If you ask him, Weiner, a pioneer of DNA vaccines, will run down the science of plasmids and antigens and whatever Optimized Electroporation Delivery is until your eyes glaze over, but the takeaway is this: Science may finally get a handle on fast-mutating bugs like the flu and HIV, and, more importantly, treat and prevent illnesses with the same shot. Added bonus: The technology eliminates the dangers of injecting immune-compromised people with live viruses, as many vaccines require.
And that’s why this particular goose is so valuable. In fact, the flu vaccines alone could bring in $4 billion worldwide. Tack on DNA vaccines for HIV and cancer and — well, you see where this is going. In Weiner’s understatement, “This is a platform that has a lot of potential.”

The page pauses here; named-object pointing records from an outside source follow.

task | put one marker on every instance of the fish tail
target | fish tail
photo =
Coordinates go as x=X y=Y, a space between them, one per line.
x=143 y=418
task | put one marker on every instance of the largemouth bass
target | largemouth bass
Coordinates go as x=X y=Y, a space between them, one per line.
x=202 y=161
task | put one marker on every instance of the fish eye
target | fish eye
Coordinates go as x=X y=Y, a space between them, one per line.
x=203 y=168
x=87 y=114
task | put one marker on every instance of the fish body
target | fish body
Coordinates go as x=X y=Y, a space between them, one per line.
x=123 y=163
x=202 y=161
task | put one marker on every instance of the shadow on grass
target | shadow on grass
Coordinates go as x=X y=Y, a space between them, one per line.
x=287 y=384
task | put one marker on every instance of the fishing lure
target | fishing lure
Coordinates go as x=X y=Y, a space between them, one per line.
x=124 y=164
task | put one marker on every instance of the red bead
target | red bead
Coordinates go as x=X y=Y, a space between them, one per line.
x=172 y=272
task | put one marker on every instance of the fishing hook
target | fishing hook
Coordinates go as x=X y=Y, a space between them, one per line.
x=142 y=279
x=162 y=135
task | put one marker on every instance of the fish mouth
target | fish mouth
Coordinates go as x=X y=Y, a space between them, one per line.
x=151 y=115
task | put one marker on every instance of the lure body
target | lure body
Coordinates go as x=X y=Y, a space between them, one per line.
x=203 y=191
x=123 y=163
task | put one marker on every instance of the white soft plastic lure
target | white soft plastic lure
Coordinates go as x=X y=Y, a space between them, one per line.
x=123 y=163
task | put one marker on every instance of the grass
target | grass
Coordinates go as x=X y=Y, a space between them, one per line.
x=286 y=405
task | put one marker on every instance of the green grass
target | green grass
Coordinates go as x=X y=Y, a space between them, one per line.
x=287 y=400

Profits aside — though you can’t help but imagine Big Pharma execs wetting themselves over profitability forecasts — the public-health ramifications are huge: Diseases that every year collectively kill millions of people could, one day soon, be relegated to the dustbin of history. And it’s hardly a pipe dream: Science’s heavy-hitter financiers have bought in big. Last year alone, Kim’s company, Inovio Pharmaceuticals — whose advisory board Weiner chairs — garnered more than $30 million in public and private funding. The company ranks among the country’s top recipients of research grants from the National Institutes of Health, and has also received money from the Department of Defense and the Bill & Melinda Gates Foundation.

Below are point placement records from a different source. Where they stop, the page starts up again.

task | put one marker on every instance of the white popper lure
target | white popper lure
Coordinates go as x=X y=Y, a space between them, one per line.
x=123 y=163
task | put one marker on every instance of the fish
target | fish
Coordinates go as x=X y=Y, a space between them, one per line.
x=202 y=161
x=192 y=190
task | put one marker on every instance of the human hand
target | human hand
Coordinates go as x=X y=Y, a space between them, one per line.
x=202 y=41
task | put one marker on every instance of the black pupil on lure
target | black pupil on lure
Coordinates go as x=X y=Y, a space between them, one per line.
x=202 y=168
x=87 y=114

Still, don’t toss that Theraflu just yet; even in a best-case scenario, these vaccines are a long way from FDA approval — the first ones are five to seven years from the market, Kim says. But preliminary tests have gone well, and vaccines for HIV and cervical cancer will enter what’s called Phase 2 — testing a vaccine’s efficacy with a few hundred human subjects — later this year.
This is revolutionary,” Kim effuses, letting himself break into a broad smile. And why shouldn’t he? Being a salesman is pretty easy if you think you’ve got a winning product.